Probably better off just eminent domain’ing the land the rights are attached to. It’s still worth it. Ag is just not that big an industry in the grand scheme.
Seems like sort of a classic debt vs. equity problem. The government obviously cannot deliver on a promise of X amount of water regardless of rainfall. It would make a lot more sense if the rightsholders received a percentage of the inflow. The good thing about the dam is that it can absorb fluctuations on the scale of a few years, but as we see, it can't absorb a decade long decline, and they should reduce allocations proportionately without having to declare an emergency to do it. That way, farmers would have at least a few years to make adjustments.
The thing is, there’s more than one dam. Keeping Lake Powell ‘full’ means Lake Mead gets less water for their electric generation.

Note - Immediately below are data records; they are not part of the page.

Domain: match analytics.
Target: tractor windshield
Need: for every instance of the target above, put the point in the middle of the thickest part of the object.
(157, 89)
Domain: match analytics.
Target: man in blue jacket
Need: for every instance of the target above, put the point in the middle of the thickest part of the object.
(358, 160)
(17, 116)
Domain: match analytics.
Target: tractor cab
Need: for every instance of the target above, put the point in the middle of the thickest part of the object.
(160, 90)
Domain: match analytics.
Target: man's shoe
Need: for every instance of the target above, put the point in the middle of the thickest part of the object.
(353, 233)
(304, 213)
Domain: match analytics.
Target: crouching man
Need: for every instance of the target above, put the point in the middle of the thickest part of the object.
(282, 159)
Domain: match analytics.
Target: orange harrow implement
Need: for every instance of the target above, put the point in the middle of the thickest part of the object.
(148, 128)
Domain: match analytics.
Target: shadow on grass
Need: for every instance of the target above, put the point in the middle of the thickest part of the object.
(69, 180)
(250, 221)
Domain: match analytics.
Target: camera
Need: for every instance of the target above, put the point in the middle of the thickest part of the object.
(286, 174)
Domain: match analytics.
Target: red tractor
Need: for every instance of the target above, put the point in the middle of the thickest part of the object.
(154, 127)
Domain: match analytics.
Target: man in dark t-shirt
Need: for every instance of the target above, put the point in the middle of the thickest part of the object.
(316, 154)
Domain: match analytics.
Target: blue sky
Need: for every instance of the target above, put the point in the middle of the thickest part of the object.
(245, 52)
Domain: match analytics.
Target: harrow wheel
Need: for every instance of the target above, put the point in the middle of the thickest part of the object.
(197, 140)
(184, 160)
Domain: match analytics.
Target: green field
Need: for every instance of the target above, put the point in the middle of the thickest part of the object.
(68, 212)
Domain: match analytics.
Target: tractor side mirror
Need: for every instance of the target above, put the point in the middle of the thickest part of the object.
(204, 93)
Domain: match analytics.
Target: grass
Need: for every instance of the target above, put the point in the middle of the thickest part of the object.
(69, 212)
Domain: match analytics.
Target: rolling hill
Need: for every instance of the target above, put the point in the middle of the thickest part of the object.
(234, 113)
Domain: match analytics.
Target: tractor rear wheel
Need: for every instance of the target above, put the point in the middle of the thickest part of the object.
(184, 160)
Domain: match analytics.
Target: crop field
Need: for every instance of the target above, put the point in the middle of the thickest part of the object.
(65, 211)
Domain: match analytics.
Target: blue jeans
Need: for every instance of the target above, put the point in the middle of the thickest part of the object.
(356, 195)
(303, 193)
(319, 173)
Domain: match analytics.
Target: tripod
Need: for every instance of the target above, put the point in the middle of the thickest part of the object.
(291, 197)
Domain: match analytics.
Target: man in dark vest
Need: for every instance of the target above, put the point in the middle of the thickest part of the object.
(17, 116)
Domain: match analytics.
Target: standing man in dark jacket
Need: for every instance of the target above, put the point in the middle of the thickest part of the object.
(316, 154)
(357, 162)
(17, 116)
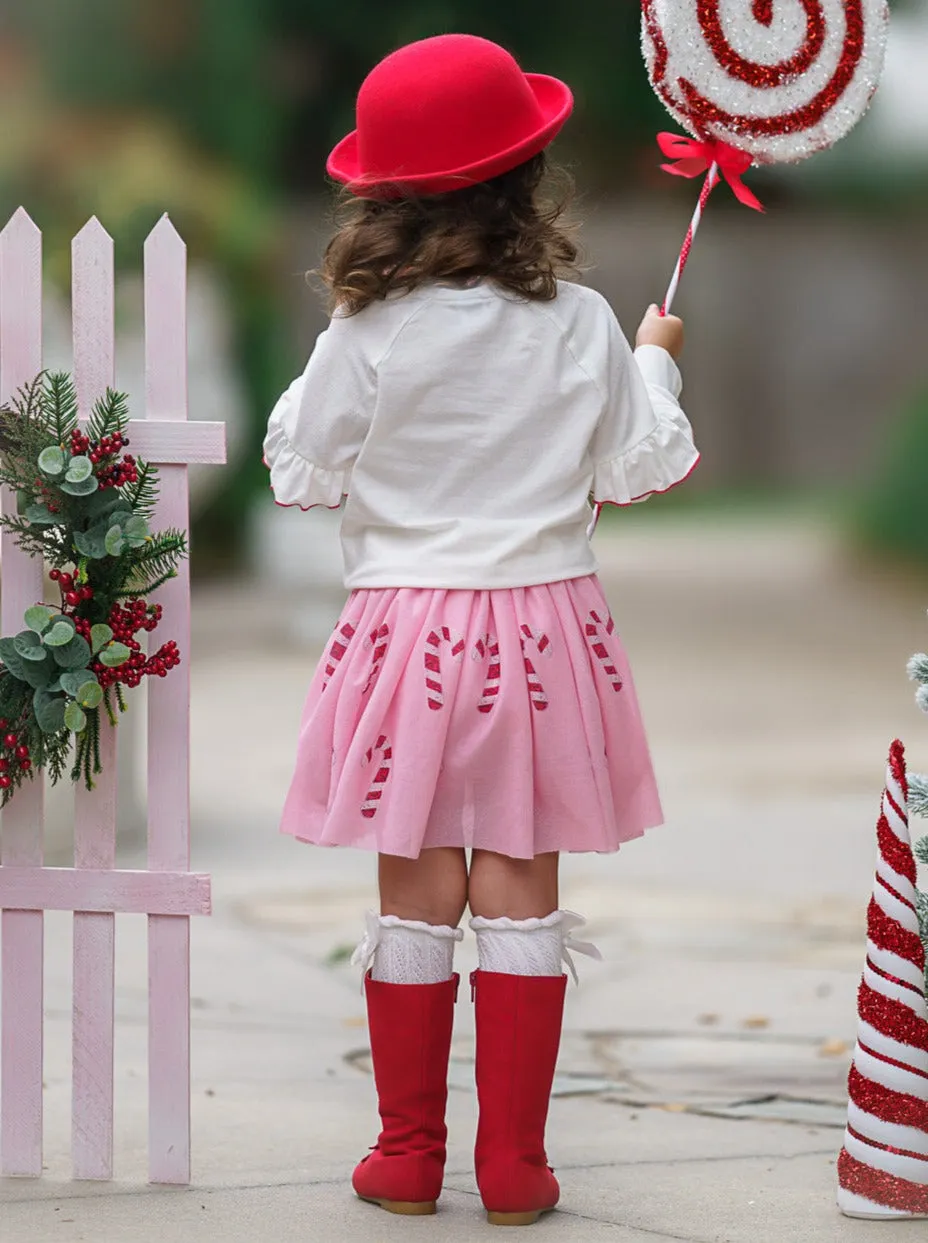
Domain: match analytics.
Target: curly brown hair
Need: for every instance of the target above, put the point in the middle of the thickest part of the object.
(506, 230)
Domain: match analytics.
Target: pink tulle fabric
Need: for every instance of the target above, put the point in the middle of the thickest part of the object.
(501, 720)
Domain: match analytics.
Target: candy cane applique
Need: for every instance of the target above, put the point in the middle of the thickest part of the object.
(594, 628)
(378, 640)
(536, 690)
(432, 663)
(488, 646)
(380, 777)
(339, 646)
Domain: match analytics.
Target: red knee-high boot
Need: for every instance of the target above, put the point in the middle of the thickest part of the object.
(518, 1033)
(410, 1043)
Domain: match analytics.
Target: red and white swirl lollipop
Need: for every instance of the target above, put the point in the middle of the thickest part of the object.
(759, 81)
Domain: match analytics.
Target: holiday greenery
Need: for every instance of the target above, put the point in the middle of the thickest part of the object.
(83, 505)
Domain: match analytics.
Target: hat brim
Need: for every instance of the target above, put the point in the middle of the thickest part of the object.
(555, 102)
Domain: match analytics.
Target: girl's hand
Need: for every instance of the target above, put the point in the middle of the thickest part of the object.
(664, 331)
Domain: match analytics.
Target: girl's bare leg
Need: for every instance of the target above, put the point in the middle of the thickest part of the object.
(521, 889)
(431, 889)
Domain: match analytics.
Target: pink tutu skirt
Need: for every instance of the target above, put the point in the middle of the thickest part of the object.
(501, 720)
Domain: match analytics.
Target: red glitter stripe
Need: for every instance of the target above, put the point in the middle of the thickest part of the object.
(763, 76)
(892, 1018)
(895, 893)
(897, 766)
(896, 807)
(895, 980)
(885, 1103)
(896, 853)
(887, 934)
(881, 1187)
(892, 1062)
(703, 112)
(886, 1147)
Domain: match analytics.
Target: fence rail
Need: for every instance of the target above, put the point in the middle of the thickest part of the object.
(93, 889)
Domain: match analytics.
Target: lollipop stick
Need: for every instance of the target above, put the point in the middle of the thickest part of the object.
(712, 180)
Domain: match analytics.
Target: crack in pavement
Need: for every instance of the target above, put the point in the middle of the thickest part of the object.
(608, 1221)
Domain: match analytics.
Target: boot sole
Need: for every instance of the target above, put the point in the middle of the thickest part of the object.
(517, 1218)
(404, 1207)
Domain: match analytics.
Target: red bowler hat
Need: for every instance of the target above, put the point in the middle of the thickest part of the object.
(445, 113)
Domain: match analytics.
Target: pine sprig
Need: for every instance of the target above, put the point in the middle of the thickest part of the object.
(143, 495)
(87, 511)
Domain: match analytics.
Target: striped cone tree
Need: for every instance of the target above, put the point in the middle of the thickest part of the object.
(883, 1165)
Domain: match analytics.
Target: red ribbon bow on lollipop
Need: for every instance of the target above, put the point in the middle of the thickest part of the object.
(695, 157)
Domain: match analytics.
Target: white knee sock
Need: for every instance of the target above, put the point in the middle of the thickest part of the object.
(531, 947)
(405, 951)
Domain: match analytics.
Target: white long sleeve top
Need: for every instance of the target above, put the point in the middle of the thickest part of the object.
(468, 430)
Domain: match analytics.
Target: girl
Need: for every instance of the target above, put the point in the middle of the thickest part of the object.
(468, 403)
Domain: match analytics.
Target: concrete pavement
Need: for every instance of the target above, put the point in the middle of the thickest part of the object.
(701, 1087)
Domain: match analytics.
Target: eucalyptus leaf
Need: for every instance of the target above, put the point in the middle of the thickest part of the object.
(91, 695)
(80, 469)
(37, 618)
(83, 489)
(40, 516)
(61, 633)
(114, 542)
(50, 711)
(136, 528)
(75, 654)
(101, 635)
(11, 659)
(39, 673)
(29, 645)
(75, 717)
(114, 655)
(91, 543)
(73, 680)
(51, 461)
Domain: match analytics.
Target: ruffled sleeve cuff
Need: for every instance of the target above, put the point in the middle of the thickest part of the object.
(297, 481)
(666, 455)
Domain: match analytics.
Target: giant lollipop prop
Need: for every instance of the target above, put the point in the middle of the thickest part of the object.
(758, 82)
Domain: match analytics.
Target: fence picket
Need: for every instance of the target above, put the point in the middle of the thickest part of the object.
(95, 812)
(95, 889)
(21, 840)
(169, 730)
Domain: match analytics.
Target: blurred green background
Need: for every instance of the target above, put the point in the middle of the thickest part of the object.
(805, 369)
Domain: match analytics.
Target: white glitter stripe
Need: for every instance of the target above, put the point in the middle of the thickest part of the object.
(891, 1134)
(912, 1169)
(905, 1053)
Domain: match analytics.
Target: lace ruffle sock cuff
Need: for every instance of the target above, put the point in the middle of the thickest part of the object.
(531, 947)
(405, 951)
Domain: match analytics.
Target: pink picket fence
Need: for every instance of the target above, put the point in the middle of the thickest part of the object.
(168, 894)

And the upstream lakes have to release more water than they want to.
They’ve been haggling over that water forever and no one is going back to their constituents admitting defeat so Phoenix can have more golf courses per capita than any other place on earth. Maybe making that up but I’ve lived in the Phoenix valley for almost 25 years and there’s a lot of golf courses.
> * Currently, the Upper Basin uses only about 4.5 million acre-feet of water every year, leaving roughly 2 million acre-feet that the four states are theoretically entitled to as they keep adding population
> * While the explosive population growth of Arizona and Nevada originally put pressure on California to draw down its use in the 1990s, now the Upper Basin states of Utah and Colorado — each of which added over a half-million residents in the past decade — are adding strain to the system
> * John Fleck has authored several books on the Colorado and serves as a writer-in-residence at the University of New Mexico; he says the tension between the two basins was palpable at the Stegner conference, with many Lower Basin negotiators expressing their frustration with those from the Upper Basin seeming to cast the current crisis as one that California, Arizona, and Nevada have created and are responsible for solving
The Upper Basin states have been using less than their allotment for decades, and allowing the Lower Basin states to use more than their allotment. If the Upper Basin states want to use more (up to their actual allotment), and that creates a crisis because the Lower Basin states have grown used to using more than their allotment, it seems fair to me to claim that the crisis is in fact the fault of the Lower Basin states. If the one giving charity doesn't keep doing so forever and a crisis results, that's not the fault of the one who stops giving charity...
Of course, it's also probably a bad idea to plant water-thirsty stuff in a desert too. You plant what the climate and area supports.